Common name: Delhizi Bichir, Armored Bichir, Barred Bichir, Banded Bichir
Scientific name: Polypterus Delhezi
Average Adult Fish Size: 17 iches / 44 cm
Place of Origin: Upper and Middle Congo River, Africa
Typical Tank setup: A well decorated aquarium with well rooted and over hanging plants is appreciated as Bichirs are mainly nocturnal and do not like bright lighting. The base of plants need to be protected by rockwork though, other wise a large bichir will eventually uproot and destroy them.Offer plenty of caves in the form of rockwork and bog/wood/driftwood along with medium to medium-fine sand or gravel as a substrate.
Recommended Minimum Aquarium Capacity: Juveniles can easily be kept in aquariums as small as a 20 gallon /80 litre, but full grown adults need an aquarium with large base dimensions measuring at least 6 feet x 2 feet / 180 cm x 60 cm , or 180 gallon / 720 litre. Depth is not as important as “floor space”.

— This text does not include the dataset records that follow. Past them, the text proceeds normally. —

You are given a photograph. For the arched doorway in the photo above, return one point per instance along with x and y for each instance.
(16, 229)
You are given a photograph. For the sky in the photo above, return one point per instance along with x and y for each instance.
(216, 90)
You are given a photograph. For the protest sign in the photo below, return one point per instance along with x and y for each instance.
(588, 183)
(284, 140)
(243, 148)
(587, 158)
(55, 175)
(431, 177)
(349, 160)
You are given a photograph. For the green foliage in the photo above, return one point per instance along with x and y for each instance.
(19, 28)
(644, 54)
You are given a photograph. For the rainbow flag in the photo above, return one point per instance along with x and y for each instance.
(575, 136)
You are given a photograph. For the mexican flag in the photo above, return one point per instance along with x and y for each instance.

Compatibility: All Bichirs are relatively peaceful with other fish that are too large too eat. They will eat others of their own kind given the chance though, so other Bichir tankmates should be close to the same size.
Temperature: 77 – 83 Deg F / 26 – 28 Deg C
Water chemistry: pH 6.0 – 8.0
Feeding: Bichirs are carnivorous so feed meaty type foods consisting of good quality pellets of the appropriate size, sticks, chunks of frozen foods like brine shrimp, mysis shrimp, beef heart, along with chopped market shrimp, chunks of raw fish, and earthworms.
Sexing: The anal fin of the male is larger and thicker than that of the female.
Breeding: Can be breed in aquarium however breeding is very rare. Males have a large pocket like anal fin. Polypterus ornatipinnis scatter their eggs and leave their young to fend for them self.
Additional Information: Even though they are bottom dwellers, they must be able to surface when they feel like it. This is because they breathe oxygen from the air as well. Always ensure that your Bichir has enough room to go up for a fresh breath of air. Always make sure the aquarium is tightly covered with no open holes or means of escape. Bichirs are messy eaters, so provide good filtration and frequent partial water changes to maintain good water quality.